WestJet flight cancellations grew to over 800 Sunday afternoon, upending plans for close to 100,000 passengers as an unexpected strike by plane mechanics entered its third day on the busiest travel weekend of the season.
There were 424 flights cancelled Sunday, with 78 more scheduled for Canada Day and three more cancellations scheduled for Tuesday.
Some 680 workers, whose daily inspections and repairs are essential to airline operations, walked off the job on Friday evening despite a directive for binding arbitration from the federal government.
As of Sunday morning, 77 per cent of the day’s trips had been called off, with WestJet topping the global list for cancellations among major airlines Saturday and Sunday.

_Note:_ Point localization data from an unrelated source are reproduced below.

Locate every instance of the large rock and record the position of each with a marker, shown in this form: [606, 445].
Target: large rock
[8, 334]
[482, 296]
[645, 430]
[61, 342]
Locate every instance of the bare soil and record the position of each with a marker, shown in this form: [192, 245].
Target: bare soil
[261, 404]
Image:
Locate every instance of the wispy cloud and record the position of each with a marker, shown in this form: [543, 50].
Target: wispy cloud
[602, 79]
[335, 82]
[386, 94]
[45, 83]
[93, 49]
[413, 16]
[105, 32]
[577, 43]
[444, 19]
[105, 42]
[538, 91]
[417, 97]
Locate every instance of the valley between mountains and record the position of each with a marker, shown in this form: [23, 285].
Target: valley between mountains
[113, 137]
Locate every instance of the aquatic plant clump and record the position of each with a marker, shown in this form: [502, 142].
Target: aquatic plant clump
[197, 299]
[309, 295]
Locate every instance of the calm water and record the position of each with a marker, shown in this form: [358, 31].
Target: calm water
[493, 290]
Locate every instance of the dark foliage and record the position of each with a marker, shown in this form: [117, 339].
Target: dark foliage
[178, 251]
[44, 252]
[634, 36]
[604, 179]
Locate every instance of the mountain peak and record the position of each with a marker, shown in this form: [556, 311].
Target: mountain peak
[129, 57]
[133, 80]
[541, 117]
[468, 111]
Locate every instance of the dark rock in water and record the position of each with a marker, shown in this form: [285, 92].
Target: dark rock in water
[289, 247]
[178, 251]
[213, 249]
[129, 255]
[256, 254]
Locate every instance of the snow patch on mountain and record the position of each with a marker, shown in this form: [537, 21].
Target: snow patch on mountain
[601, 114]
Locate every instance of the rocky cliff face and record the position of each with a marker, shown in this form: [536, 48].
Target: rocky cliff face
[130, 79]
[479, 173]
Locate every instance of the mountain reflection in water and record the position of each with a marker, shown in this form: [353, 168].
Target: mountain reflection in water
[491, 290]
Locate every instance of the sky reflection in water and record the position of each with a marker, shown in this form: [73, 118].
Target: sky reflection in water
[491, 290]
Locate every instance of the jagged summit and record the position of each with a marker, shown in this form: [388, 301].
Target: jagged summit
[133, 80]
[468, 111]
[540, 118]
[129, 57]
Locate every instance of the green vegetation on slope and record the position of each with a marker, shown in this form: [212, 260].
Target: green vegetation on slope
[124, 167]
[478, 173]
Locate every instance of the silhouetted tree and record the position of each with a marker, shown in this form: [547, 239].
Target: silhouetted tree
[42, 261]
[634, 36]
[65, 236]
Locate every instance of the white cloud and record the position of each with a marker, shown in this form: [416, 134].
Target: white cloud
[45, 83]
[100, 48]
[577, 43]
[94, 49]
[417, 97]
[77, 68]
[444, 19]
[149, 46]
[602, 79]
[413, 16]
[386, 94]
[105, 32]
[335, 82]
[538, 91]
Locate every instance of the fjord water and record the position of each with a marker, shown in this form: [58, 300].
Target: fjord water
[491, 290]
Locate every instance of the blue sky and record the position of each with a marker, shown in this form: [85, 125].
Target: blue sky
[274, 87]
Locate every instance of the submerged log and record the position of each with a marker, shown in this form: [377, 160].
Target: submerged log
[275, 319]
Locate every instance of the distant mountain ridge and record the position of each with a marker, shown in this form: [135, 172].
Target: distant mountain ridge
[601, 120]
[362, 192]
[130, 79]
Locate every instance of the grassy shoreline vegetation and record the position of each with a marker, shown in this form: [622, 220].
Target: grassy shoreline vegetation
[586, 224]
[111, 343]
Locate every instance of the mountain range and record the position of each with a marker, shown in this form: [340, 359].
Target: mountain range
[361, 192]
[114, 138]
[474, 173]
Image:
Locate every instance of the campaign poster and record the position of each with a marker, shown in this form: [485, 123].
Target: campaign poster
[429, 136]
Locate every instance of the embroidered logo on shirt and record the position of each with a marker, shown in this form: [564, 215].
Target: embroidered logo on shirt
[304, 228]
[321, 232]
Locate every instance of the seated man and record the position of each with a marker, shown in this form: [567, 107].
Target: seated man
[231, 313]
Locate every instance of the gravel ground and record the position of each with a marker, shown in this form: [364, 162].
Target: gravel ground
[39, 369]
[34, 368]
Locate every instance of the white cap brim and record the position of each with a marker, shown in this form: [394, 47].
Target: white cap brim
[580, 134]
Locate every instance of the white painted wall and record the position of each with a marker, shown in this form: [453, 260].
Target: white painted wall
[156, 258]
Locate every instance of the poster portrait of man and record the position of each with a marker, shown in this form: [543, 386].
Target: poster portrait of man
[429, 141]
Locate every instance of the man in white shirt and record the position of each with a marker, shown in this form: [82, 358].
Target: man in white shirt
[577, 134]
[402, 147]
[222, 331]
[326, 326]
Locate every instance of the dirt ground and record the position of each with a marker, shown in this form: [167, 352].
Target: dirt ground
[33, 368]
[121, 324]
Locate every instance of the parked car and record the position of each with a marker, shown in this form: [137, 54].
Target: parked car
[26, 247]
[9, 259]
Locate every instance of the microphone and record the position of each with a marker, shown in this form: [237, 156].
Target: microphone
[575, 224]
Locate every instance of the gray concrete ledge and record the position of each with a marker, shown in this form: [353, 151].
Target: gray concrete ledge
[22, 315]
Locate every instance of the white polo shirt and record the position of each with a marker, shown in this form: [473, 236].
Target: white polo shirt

Both parties were set to meet Sunday, the union said
“It’s uncharted territory. We’re breaking a new precedent here,” Ian Evershed, a mechanic and union representative involved in the talks, said in a phone interview Sunday.
The union’s goal remains a deal hammered out through bargaining rather than arbitration — a route it opposed from the get-go.
“That process could take months to go through,” he said, stressing a strike puts pressure on the employer. That stance clashes with WestJet’s statement that the job action boiled down to “pure retaliation” given that a deal would be settled via arbitration regardless.
“It was our only move,” Evershed said, adding a negotiated deal may yet emerge.
In a submission to the tribunal last week, WestJet lawyers said the union sought “an unreasonable and extortionate outcome” and intentionally manoeuvred to place the strike date at the height of summer travel.
The union says its demands around wages would cost WestJet less than $8 million beyond what the company has offered for the first year of the collective agreement — the first contract between the two sides. It has acknowledged the gains would surpass compensation for industry colleagues across Canada and sit more on par with U.S. counterparts.
WestJet says it has offered a 12.5 per cent wage hike in the first year of the contract, and a compounded wage increase of 23 per cent over the rest of the five-and-a-half-year term.